The acceleration should be 3.92m/s^2:
$$14^2/(50)=3.92$$

Also, for some reason in your f=ma you used your a value divided by ten instead of the a you derived...

But yeah, see if you can get the .4 now.

Nabeshin said:
Sorry I wasn't checking your arithmetic, the approach was correct though.

The acceleration should be 3.92m/s^2:
$$14^2/(50)=3.92$$

Also, for some reason in your f=ma you used your a value divided by ten instead of the a you derived...

But yeah, see if you can get the .4 now.

Thank you so much :)

## 1. What is the coefficient of frictional force?

The coefficient of frictional force is a measure of the amount of resistance between two surfaces in contact. It is a dimensionless value that represents the ratio of the force required to move one surface over the other, to the force pressing the surfaces together.

## 2. How is the coefficient of frictional force calculated?

The coefficient of frictional force is calculated by dividing the force required to move one surface over the other by the force pressing the surfaces together. This can be done by using a frictional force sensor or by measuring the weight of an object on an inclined plane.

## 3. What factors affect the coefficient of frictional force?

The coefficient of frictional force can be influenced by factors such as the texture and roughness of the surfaces in contact, the type of material, and the presence of any lubricants or contaminants. It can also vary depending on the applied force and the temperature.

## 4. Why is it important to find the coefficient of frictional force?
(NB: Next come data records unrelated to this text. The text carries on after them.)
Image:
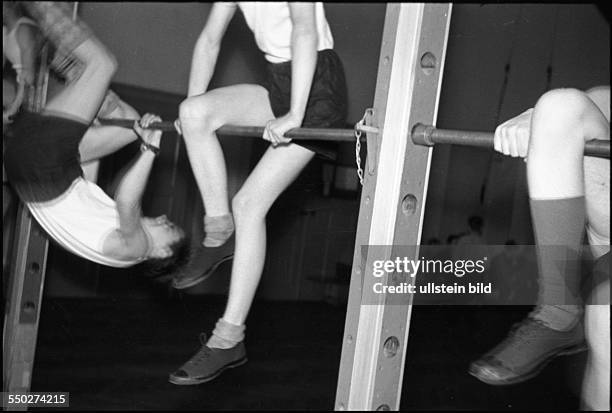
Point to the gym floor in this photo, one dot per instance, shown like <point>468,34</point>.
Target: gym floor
<point>115,354</point>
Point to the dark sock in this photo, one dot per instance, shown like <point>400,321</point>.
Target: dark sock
<point>559,229</point>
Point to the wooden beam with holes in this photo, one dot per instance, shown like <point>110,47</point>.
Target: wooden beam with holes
<point>392,203</point>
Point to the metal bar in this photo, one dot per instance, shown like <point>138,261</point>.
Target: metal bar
<point>407,91</point>
<point>429,136</point>
<point>322,134</point>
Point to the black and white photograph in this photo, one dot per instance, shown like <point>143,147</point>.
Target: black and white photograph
<point>309,206</point>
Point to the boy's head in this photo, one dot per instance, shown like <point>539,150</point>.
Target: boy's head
<point>169,249</point>
<point>162,236</point>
The coefficient of frictional force is important in understanding the behavior of objects in contact and how much force is needed to move them. It is also useful in designing and improving the efficiency of machines and tools, as well as predicting and preventing potential accidents caused by friction.

## 5. How can the coefficient of frictional force be used in real-life applications?

The coefficient of frictional force is used in a variety of real-life applications, including designing car tires with optimal grip on roads, creating non-slip surfaces for shoes and floors, and determining the maximum weight a person can safely lift. It is also important in industries such as manufacturing, construction, and transportation, where minimizing friction is crucial for efficiency and safety.